Child pedestrians are two and a half times more likely than adults to be injured in road accidents, according to new figures from the Glasgow Centre for Population Health (GCPH).

Although accident rates are falling, more child and adult pedestrians are injured in road traffic accidents in deprived areas compared with more affluent areas. Over the last decade, in deprived areas, three times as many child pedestrians were injured than in less deprived areas.
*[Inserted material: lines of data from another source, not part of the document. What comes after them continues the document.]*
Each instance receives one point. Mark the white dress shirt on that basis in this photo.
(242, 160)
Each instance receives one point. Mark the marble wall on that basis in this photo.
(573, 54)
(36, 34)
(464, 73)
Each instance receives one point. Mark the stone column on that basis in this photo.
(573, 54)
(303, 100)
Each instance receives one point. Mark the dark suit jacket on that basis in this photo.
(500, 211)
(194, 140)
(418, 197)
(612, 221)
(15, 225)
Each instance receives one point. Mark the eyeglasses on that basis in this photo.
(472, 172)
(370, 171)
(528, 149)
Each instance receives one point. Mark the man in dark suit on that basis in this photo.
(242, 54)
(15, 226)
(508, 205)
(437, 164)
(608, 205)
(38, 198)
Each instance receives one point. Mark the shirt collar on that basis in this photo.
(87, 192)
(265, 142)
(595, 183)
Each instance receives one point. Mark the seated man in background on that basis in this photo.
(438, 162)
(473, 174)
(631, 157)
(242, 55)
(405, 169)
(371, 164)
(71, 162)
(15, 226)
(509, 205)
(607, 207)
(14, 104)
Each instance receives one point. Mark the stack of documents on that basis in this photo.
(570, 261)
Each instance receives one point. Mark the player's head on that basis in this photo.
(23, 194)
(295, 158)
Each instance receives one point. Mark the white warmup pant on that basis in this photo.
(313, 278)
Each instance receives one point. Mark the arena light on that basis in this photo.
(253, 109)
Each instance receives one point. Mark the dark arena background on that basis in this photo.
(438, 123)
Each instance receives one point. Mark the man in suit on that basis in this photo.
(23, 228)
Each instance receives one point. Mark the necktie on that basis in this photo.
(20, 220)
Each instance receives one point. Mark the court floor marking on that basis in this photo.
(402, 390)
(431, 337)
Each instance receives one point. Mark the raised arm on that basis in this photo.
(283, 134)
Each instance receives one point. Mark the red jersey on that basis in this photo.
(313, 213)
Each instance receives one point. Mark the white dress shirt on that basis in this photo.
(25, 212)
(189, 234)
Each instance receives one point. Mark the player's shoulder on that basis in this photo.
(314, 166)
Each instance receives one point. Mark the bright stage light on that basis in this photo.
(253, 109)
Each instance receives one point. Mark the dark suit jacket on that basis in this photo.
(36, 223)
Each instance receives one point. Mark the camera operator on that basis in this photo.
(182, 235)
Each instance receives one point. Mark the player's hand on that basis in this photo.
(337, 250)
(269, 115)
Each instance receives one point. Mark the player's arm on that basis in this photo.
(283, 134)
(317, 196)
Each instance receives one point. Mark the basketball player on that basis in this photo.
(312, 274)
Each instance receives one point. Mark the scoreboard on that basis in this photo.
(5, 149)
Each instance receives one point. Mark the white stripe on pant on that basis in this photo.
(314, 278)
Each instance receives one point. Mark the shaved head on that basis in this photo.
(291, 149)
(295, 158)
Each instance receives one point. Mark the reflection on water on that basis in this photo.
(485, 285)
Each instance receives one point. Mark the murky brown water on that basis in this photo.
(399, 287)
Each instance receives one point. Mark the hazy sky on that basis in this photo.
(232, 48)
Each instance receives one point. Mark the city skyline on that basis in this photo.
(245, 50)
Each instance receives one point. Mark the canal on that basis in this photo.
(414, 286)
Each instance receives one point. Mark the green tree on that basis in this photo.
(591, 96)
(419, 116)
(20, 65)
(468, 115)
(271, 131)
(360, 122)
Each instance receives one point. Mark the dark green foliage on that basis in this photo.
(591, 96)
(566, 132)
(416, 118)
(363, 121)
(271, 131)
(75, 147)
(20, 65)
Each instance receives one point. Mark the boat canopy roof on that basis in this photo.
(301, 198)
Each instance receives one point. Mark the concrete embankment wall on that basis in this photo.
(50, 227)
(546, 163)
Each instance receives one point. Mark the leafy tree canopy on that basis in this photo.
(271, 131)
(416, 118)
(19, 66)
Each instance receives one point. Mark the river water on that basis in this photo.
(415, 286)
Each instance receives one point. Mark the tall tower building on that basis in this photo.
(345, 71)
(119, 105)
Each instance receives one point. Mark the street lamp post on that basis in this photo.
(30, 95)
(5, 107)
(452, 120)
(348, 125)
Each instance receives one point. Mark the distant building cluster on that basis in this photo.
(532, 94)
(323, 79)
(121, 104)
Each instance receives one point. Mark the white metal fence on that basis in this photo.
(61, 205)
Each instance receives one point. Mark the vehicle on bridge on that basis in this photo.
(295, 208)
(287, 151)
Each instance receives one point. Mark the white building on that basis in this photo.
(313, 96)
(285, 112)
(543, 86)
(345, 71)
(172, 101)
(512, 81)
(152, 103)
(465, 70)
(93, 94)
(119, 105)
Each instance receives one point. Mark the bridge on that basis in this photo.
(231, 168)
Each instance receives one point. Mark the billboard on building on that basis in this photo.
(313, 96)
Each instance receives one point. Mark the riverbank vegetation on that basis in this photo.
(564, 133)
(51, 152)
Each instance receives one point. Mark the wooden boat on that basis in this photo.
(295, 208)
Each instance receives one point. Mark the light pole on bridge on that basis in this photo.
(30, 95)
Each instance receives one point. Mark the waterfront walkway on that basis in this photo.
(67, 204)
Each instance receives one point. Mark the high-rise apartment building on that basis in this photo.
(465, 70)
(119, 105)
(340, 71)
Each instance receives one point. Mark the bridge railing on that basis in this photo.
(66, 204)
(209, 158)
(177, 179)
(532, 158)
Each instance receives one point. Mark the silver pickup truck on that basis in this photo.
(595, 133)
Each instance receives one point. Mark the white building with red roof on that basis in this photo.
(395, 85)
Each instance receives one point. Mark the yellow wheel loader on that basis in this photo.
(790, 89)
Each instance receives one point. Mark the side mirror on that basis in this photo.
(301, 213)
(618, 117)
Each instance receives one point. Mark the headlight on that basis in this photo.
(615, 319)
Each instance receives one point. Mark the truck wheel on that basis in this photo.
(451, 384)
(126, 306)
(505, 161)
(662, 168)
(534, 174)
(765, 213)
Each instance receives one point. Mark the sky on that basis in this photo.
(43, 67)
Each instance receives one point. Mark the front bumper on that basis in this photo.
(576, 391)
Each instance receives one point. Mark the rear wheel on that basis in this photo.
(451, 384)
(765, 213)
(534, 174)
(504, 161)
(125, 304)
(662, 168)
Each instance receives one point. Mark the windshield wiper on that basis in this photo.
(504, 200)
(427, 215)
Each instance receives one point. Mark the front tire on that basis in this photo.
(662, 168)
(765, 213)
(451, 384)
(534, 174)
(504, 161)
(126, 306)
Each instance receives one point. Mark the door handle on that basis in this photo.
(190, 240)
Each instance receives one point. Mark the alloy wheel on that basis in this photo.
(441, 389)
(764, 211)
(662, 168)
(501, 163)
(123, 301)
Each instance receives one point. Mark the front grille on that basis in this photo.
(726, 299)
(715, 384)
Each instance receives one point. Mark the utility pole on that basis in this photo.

Similarly, in deprived areas there were 2.5 times as many adult pedestrians injured than in less deprived areas.

For cyclists, there has been a rise in adult cyclist casualties in the last decade and casualty rates are consistently higher in the more affluent neighbourhoods, which is likely to relate to a greater number of cyclists commuting from these areas.

“It is clearly concerning that, despite a drop in pedestrian casualties over the last decade, the rate of child pedestrians injured on ours roads is still high – two-and-a-half times that found for adult pedestrians,” commented Bruce Whyte, a Public Health Programme Manager at the GCPH and
one of the authors of the study. “It is also worrying that pedestrian casualties remain significantly higher in more deprived communities.”

“The rise in adult cyclist casualties is also worrying,” he added. “It is likely that this increase is associated with an increase in cycling prevalence, but we should neither expect, nor accept, that cyclist casualties rise as cycling prevalence increases.”